The secret to read-alouds
By Alex on February 5th, 2013
In this post, Wendy Murray of Scholastic Teaching Resources talks with teacher and author Maria Walther to get practical advice for how primary teachers can meet the Common Core State Standards by ramping up read-alouds.
Murray: The Common Core State Standards Initiative advises students read increasingly complex texts more deeply. As a first grade teacher, how are you responding to this issue?
Walther: I think if we stay true to the notion that reading is a thinking process, we can address complexity and depth authentically in K-2. I am inviting my first graders to do a lot more thinking aloud—talking about the books we read and honoring the thinking they have already done. Then, as we read complex texts together, I nudge them to think more deeply about the big ideas, themes, author’s purpose, and so on. Coupled with that, I am searching for texts that have complex concepts to spark conversations.
Murray: What are some examples of complex texts?
Walther: One of my favorites is The Can Man by Laura E. Williams , the story of a homeless man who is collecting cans to buy a winter coat and a young boy who decides to collect them to save up for a skateboard. A book like this invites conversations about needs and wants, and themes of poverty and inequity. Another title that yields complex thinking is Each Kindness by Jacqueline Woodson. In January and February, I read aloud a chronological collection of picture books and informational texts about United States history—the Underground Railroad (Underground) , Jim Crow laws (Ruth and the Green Book), the Civil Rights era (Freedom on the Menu)—not only because it builds students’ content knowledge, but because these books tend to be meaty enough to usher in rich oral thinking and conversation.
Murray: And just how do these books come into play? Read-Alouds? Small Groups? Independent Reading?
Walther: All of the above! But I would say that if primary teachers select their read-aloud texts well, it has the power to transform their teaching. Of course, many times I read aloud the whole book without pausing so we can simply enjoy it, but later we might go back to specific pages and help listeners go deeper.
Murray: How do you get seven-year-olds to do that kind of deep dive?
Walther: Ask big questions and you’ll get big thinking. Start by keeping it open ended. “What did you notice?” See what students say and build from there, always remembering to follow up with, “Why do you think that? What part of the text/illustrations helped you understand that?” It works well to look at a book from the perspective of a reader and the perspective of a writer. Reading from the writer’s perspective helps learners better understand craft and structure. With any picture book, you can ask, “What do you think the writer was thinking when she did this? Why would she choose to do that?” Or you can pose questions about the visual choices of the illustrator. “How do you think the illustration supports and enhances the words?” Think of read-alouds as a way to launch a continual dialogue about books throughout the day, and from day to day.
Murray: How many read-alouds do you recommend each day?
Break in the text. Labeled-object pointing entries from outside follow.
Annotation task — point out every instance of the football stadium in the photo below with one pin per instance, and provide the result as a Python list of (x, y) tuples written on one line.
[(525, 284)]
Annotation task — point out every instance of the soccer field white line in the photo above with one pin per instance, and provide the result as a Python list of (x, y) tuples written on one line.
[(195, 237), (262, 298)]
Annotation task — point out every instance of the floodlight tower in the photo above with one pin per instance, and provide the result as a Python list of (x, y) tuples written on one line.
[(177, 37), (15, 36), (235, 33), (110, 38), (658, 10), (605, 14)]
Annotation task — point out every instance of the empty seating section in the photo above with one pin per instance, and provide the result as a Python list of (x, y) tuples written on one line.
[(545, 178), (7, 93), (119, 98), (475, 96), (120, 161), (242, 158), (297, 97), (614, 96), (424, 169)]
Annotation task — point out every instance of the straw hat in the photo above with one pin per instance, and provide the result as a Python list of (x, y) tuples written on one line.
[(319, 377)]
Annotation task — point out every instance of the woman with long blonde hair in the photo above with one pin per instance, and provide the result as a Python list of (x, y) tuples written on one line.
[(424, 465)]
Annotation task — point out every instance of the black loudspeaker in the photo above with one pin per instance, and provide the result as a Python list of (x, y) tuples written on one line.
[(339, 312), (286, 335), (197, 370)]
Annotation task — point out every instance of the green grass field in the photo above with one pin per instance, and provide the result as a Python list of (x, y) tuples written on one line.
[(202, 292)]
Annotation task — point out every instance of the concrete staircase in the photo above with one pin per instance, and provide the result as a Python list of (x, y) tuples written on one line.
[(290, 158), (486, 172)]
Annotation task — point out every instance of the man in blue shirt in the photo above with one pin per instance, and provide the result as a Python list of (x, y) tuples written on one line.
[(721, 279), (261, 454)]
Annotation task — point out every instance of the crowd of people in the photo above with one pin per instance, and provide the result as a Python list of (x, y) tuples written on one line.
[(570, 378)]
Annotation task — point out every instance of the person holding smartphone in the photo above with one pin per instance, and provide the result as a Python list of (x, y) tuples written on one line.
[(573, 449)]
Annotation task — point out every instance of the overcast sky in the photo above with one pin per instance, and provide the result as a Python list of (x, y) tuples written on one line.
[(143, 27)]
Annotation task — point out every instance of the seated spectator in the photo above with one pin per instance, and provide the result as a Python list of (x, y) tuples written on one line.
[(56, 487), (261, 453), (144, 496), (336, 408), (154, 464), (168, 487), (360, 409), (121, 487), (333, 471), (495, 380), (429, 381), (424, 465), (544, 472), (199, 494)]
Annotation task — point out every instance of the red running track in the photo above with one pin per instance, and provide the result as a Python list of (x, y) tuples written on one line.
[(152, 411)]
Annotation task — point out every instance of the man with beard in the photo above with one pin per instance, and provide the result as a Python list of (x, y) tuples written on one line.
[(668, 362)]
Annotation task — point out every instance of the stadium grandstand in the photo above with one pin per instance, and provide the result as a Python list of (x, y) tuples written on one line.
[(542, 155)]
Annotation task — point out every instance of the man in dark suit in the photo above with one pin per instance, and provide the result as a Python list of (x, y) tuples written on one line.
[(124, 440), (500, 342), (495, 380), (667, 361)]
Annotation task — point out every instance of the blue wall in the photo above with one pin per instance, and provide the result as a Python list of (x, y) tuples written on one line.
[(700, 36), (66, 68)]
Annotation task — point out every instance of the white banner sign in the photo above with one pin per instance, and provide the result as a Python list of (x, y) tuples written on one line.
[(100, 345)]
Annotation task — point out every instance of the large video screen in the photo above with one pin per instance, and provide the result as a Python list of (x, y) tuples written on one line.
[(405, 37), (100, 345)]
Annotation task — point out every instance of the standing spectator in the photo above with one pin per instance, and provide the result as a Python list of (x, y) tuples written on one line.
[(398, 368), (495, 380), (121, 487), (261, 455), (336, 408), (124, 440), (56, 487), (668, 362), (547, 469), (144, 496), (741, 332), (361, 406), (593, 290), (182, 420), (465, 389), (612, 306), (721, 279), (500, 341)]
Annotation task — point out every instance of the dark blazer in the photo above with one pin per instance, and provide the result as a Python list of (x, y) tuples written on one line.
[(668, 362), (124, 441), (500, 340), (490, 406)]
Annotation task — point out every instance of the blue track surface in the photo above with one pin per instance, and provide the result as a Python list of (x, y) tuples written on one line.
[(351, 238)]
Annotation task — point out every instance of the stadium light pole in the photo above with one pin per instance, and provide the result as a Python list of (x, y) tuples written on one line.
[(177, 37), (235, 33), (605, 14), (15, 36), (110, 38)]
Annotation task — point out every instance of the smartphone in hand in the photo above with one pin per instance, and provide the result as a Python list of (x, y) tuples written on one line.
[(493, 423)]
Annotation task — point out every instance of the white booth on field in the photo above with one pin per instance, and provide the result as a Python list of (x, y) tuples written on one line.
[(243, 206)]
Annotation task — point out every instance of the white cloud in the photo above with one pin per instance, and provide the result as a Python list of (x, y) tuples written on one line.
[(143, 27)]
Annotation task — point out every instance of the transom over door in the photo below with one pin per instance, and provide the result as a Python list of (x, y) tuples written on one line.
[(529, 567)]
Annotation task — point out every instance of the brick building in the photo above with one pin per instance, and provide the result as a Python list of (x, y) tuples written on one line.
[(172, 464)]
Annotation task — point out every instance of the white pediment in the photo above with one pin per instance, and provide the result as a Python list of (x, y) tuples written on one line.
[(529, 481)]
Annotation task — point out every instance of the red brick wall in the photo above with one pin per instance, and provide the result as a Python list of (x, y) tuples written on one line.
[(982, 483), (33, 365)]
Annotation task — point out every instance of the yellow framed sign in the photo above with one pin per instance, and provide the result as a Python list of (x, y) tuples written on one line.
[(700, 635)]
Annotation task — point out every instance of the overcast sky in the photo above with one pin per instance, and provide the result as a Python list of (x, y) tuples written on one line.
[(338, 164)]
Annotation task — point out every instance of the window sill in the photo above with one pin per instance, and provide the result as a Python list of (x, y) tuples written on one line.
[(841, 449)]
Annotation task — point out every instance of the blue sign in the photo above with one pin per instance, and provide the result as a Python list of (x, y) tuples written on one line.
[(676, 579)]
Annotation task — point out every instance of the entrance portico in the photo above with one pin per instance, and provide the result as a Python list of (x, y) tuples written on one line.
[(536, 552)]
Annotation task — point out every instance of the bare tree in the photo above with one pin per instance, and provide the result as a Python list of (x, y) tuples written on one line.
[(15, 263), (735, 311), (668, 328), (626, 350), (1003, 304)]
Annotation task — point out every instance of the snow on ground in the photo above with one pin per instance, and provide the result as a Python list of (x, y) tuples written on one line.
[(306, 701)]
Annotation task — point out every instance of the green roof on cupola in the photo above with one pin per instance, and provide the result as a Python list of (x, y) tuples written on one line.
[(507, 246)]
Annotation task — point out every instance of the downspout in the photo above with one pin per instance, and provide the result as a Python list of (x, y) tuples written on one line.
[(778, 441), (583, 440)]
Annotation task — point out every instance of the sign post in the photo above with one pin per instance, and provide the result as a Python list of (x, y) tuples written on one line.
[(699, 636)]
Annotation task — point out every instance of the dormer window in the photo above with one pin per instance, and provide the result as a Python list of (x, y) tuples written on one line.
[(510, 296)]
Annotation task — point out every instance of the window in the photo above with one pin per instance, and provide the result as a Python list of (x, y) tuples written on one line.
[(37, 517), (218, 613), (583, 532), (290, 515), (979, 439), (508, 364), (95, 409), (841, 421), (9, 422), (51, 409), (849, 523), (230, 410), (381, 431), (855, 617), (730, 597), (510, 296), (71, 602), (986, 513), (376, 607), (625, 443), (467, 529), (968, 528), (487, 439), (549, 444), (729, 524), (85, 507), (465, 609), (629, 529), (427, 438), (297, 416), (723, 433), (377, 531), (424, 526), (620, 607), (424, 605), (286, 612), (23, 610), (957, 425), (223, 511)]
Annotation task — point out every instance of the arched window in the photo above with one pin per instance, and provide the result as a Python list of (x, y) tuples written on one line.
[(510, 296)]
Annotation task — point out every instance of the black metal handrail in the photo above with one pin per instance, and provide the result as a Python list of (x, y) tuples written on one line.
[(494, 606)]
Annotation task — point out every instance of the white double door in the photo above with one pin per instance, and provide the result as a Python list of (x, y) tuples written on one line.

Walther: I’d say five read-alouds a day. In the morning, in the afternoon, during reading and writing workshop, during science or social studies… I am not necessarily reading the whole book—maybe just a little section to point out a terrific lead, or to introduce a science topic. To keep myself on track, I keep a read-aloud tally , marking a tally for each read-aloud experience we have together. Last year we had 790!
Murray: Wow! Five a day. So there’s a kind of “you gotta be in it to win it” mechanism to it?
Walther: Yes, there is. If we want children to integrate meaning and ideas across texts, they have to have experiences hearing a lot of texts. They need a rich textual lineage—a wealth of reading experiences from which to draw. We are setting ourselves up for failure if we put forth all these grand ideas of voluminous independent complex text reading, but then don’t offer students voluminous, joyful reading experiences each and every day.